I finish my beer and think about that for a while. I try to crush the aluminum can but only make some slight dents. Still, that’s progress, I tell myself. I decide against another and get out the photos for another look.
I study them closely under some better light, trying to comprehend that I’m looking at two photos worth half a million dollars each to someone. I can’t. All I see are the photos—Lonnie Cole and Charlie Crisp together, which in any other context might just be a comical pose. A couple of buddies screwing around, clowning for the camera. But in the wrong hands, the media, they are not funny at all. I begin to realize how much is riding on all of this.
Maybe if I know what I’m looking for or can tell what kind of film or camera has been used that would be a—yeah, I guess clue is the word I’m looking for. That would take an expert, though, someone who could be trusted or would at least accept whatever story I come up with to explain the photos. I suddenly think I know exactly who can do that, but it will have to wait until tomorrow.

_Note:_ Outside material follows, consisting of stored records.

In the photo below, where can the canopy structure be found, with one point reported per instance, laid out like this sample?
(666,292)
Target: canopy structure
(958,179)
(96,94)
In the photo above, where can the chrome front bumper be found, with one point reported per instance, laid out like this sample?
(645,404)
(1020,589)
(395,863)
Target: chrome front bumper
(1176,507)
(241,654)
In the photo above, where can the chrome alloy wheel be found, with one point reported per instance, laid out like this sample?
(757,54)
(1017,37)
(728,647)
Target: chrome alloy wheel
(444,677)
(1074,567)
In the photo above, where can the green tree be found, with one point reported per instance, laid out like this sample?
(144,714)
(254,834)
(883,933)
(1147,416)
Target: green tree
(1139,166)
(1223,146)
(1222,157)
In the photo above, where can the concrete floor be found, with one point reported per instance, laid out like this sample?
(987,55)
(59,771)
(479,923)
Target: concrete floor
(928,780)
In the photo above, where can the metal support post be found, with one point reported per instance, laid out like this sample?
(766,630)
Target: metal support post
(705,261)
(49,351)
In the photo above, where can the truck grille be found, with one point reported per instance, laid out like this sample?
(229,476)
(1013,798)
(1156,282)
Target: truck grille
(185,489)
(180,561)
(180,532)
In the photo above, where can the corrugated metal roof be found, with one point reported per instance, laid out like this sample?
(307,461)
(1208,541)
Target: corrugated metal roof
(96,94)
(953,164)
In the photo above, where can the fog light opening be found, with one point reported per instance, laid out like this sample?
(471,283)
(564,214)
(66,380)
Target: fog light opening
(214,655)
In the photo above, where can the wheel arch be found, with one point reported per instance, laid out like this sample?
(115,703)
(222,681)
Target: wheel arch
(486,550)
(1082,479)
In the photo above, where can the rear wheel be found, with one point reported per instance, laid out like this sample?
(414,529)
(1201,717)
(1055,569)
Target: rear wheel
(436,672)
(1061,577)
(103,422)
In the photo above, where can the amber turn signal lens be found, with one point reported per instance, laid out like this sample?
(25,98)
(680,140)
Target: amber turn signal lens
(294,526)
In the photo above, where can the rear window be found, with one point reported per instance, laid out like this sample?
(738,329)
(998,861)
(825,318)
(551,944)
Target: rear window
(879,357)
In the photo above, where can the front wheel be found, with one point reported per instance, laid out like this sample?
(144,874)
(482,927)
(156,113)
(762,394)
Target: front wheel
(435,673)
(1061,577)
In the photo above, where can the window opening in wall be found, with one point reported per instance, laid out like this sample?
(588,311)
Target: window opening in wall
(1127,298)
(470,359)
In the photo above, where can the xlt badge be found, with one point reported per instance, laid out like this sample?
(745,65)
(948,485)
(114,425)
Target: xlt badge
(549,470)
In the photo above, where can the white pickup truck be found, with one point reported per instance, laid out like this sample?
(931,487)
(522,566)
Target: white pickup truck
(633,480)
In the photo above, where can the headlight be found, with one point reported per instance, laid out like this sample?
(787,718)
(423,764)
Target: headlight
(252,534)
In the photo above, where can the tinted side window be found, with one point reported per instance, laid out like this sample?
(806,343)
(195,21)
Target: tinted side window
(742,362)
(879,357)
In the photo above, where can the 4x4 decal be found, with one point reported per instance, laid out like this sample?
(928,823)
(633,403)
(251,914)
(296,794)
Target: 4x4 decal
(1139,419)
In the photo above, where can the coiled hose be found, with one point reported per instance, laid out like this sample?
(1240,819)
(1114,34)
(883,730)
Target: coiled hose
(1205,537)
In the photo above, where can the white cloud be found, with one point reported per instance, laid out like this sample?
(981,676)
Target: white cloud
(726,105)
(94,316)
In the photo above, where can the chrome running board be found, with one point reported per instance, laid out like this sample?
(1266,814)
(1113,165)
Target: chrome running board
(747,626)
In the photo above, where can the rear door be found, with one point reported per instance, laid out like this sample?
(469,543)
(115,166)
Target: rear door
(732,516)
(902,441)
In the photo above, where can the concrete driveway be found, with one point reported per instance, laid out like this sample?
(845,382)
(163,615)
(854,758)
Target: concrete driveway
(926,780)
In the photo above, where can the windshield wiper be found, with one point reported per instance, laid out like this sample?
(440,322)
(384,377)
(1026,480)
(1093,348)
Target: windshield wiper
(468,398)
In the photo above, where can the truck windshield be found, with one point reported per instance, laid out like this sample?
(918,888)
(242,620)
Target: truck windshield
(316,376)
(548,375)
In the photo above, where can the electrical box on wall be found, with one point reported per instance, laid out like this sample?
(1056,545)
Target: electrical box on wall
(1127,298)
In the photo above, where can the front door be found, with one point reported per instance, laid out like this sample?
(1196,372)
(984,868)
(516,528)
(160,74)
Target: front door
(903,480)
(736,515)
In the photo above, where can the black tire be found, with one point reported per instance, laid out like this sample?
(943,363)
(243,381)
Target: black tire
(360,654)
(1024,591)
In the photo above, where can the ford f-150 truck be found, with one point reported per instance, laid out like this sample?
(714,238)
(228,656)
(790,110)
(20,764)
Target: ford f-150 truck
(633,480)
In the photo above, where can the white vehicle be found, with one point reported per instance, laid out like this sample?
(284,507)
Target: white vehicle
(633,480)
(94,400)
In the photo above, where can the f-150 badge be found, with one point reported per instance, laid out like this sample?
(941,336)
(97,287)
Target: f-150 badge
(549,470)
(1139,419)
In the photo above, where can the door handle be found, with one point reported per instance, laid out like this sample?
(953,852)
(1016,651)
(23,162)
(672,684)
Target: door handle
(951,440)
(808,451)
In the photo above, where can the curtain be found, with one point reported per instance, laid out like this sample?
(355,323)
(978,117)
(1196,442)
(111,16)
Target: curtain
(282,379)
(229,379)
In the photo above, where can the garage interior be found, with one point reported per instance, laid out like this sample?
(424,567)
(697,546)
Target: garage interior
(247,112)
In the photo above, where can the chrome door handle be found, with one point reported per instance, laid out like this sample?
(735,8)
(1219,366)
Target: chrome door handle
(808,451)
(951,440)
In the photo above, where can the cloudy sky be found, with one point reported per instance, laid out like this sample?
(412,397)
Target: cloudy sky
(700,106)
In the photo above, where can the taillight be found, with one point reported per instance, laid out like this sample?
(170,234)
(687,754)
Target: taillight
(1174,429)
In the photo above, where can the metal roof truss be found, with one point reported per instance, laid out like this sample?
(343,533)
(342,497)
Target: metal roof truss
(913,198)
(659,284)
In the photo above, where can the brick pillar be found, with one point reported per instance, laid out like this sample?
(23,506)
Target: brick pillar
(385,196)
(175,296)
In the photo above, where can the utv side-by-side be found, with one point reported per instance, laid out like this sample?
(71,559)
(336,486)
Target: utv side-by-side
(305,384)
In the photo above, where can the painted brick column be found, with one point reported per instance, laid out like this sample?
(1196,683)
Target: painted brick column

I put the photos in the sleeve of a Miles Davis album, thinking how amused Miles would be by the whole thing. He never liked Lonnie much and had, according to Lonnie, told him so once backstage at a concert. But you never know with Mil
es. Lonnie never got over it; I think that was why he named one of the dogs Miles.
I decide on a long, hot shower, a steam bath for my brain. I get out, put on a bulky robe, and just get it tied when the doorbell rings. It is Cindy, complete with a bottle of wine and two glasses.
“You’ve been ignoring me, Evan,” she says, brushing past me with a slight smile. She puts the glasses on the coffee table, pours us each a glass, sits down on the couch, and pats a place beside her.
Cindy can still pass for a cheerleader. Even under the caftan thing she wears, her body is still round and soft and full. The mane of blond hair, the scrubbed face that has barely aged, the pert smile all make Cindy a luscious fantasy.
Occasionally, her green eyes show a darker quality. Something has happened to her somewhere along the way, something she hadn’t planned on. She’s never mentioned it, but I figure someday she will want to talk about it. I’ll be there when she does.
I join her on the couch and take a sip of the wine. It’s a dry red, Cindy’s favorite since she’s discovered Spanish wine and converted me from supermarket Chablis.
“So how are the friendly skies?”
Cindy wrinkles her nose. “Awful. Too friendly. These aging yuppie types are so boring.” She rolls her eyes and sighs and sips her wine. “Mmm… that’s good.”
“No potential matrimonial candidates,” I tease, and duck when she hits me with a couch cushion. It’s a long-standing joke between us that Cindy is a stewardess simply to snare a husband.
“I want to hear about what you’ve been doing, Evan. I’ve made a wonderful salad and I have two cute little fillets just ready for the broiler.” She sips at her wine and smiles at me over the rim of the glass.
Only Cindy would describe a fillet as cute. She’s already at the door before I can protest, even if I was going to.
“You bring the wine and don’t bother changing,” she says. “The robe is fine.”
I smile at her. “I’ll be right over,” I say.
Hey, I’m human and a guy’s gotta eat, right?